The profit gain was helped by the removal of $656 million of impairments and restructuring costs in the previous half year in relation to its natural gas assets, along with a change in the value of financial instruments.
Underlying profit after tax was $389 million, up 3.7 per cent from the prior corresponding period on the back of higher wholesale electricity and green certificate prices, along with cost reductions.
Offsetting the gain was a decline in consumer electricity and gas volumes, reflecting unfavourable weather in high consumption months, higher gas supply costs, and lower electricity generation volumes due to planned outages.
The Sydney-based energy company grew revenue to more than $6 billion, up 7.7 per cent on the previous half's $5.6 billion.
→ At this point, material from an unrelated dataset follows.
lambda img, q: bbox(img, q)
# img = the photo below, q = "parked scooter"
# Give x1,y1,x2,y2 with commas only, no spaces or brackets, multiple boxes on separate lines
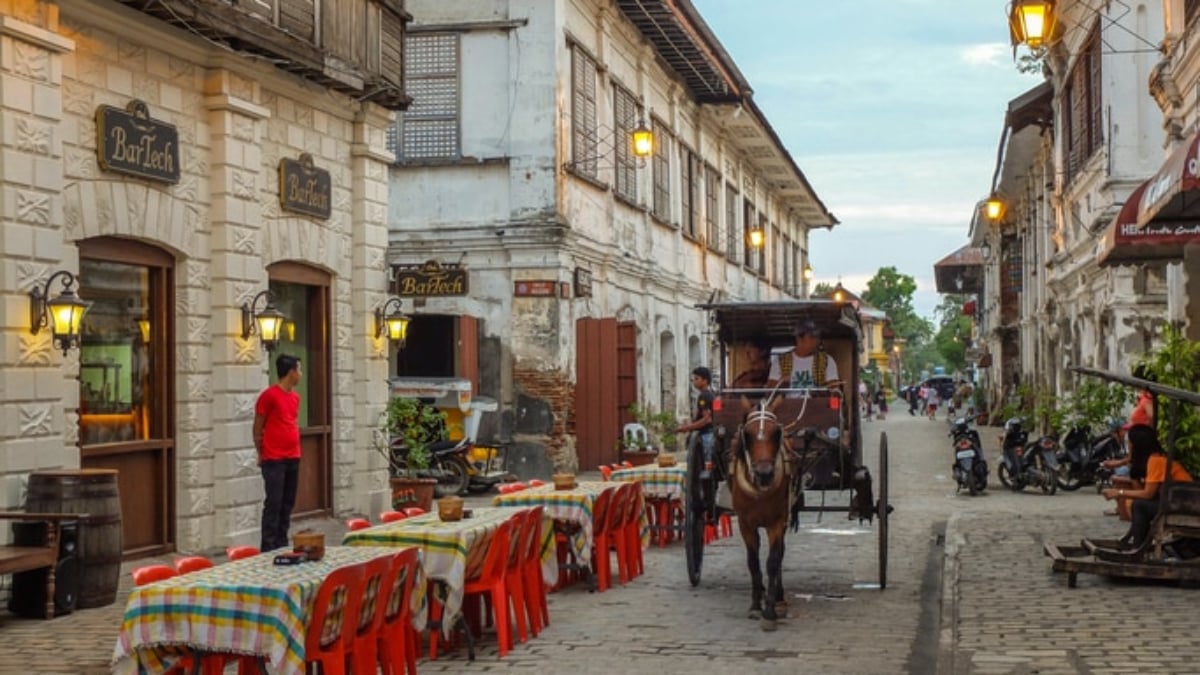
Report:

Underlying earnings before interest, tax, depreciation and amortisation (EBITDA) increased to $924 million from $885 million in the previous half, helped by higher wholesale gas prices.
Shareholders were rewarded with an interim dividend for 2017 of 41 cents a share, franked to 80 per cent, up 9 cents on its previous interim dividend and reflecting its targeted payout ratio of 75 per cent of annual underlying profit after tax.
AGL chief executive Andy Vesey said: "AGL has achieved a strong financial result for the first half and our projected transformation, productivity and performance improvement initiatives are on track. We continue to work hard to reduce key areas of uncertainty and to address key long-term strategic imperatives in relation to prospering in a carbon-constrained world, building customer advocacy, and driving growth."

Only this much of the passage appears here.